Multi-modal remote sensing image registration has become a key area in computer vision and image processing, as single-modal images are insufficient for comprehensive applications [1]. Captured by various sensors with distinct imaging principles, multi-modal images offer unique information that enhances earth observation. The goal is to accurately align images from different times, cameras, or perspectives [2].

Multi-modal remote sensing image registration algorithms are mainly classified into region-based and feature-based methods [3]. Region-based algorithms use image intensity information and optimization to align regions by minimizing a cost function. Feature-based algorithms, which better handle geometric distortions, extract and match features, then select a transformation model based on geometric relationships [4]. Techniques like Scale-Invariant Feature Transform (SIFT) [5] address key multi-modal registration challenges.

Gao et al. [6] proposed the Multi-Scale Partial Intensity Invariant Feature Descriptor (MS-PIIFD) algorithm to address multi-source remote sensing image differences, showing good registration accuracy but being time-consuming and producing fewer matching point pairs, sometimes failing to complete registration.
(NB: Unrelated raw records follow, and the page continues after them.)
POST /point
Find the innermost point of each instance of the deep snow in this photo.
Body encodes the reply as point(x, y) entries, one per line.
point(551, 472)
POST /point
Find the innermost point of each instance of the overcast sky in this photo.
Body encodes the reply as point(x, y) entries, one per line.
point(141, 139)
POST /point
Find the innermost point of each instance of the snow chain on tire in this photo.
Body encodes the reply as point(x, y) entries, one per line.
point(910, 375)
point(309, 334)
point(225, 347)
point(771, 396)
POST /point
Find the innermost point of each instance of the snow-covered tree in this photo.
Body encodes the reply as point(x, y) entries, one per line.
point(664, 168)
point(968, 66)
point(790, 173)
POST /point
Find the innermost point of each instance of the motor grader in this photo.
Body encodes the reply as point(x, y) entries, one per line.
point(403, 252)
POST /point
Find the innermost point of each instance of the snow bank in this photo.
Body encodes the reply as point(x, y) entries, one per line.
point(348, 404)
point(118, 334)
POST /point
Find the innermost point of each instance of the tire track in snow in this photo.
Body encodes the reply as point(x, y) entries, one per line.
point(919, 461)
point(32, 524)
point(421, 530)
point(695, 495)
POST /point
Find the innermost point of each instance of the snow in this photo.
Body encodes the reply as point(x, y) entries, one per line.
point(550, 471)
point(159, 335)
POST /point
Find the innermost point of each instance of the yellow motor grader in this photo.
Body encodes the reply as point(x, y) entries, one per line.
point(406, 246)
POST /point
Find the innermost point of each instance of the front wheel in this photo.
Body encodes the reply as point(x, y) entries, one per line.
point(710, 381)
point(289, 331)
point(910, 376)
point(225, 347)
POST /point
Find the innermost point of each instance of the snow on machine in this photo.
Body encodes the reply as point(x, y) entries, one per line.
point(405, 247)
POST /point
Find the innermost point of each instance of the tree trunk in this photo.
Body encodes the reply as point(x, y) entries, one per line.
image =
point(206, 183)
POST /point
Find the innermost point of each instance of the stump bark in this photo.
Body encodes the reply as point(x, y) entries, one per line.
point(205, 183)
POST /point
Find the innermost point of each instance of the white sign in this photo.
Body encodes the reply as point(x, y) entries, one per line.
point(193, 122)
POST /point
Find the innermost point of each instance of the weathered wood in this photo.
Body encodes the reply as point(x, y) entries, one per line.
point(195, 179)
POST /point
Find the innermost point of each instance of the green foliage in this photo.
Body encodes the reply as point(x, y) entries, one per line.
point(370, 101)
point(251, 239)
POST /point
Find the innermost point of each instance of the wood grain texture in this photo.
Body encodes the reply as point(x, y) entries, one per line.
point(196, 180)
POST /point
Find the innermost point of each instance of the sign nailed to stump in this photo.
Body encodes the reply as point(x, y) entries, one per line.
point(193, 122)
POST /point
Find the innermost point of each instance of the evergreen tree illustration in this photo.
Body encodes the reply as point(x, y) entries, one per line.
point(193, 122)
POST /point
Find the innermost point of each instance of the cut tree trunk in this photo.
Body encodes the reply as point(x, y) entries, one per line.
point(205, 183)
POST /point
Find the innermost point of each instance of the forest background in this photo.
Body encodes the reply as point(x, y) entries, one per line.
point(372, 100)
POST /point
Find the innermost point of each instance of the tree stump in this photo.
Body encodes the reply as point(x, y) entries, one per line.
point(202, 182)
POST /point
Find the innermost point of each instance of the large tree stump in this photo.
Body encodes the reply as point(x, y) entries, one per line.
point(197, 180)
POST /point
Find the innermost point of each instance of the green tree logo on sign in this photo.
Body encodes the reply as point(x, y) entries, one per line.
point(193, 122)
Gao et al. [7] developed the Multi-Scale Histogram of Local Main Orientations (MS-HLMO) algorithm, which handles intensity, scale, and rotation differences, but is also very slow. Li et al. [8] introduced the Radiation-Invariant Feature Transform (RIFT) algorithm to address Non-linear Radiometric Distortion (NRD), offering reliable feature matching but with lower accuracy and longer processing time than MS-PIIFD. Zhu et al. [9] discovered that existing image registering algorithms for infrared and visible images of power equipment suffer from low accuracy and long processing times. To address these issues, they proposed an image registering algorithm based on Large-Gap Fracture Contours (LGFC). This algorithm has shown success in the registering of power equipment images. However, its applicability to multi-modal remote sensing images is limited because remote sensing images generally lack rich LGFC information, which leads to poor registering performance in such images.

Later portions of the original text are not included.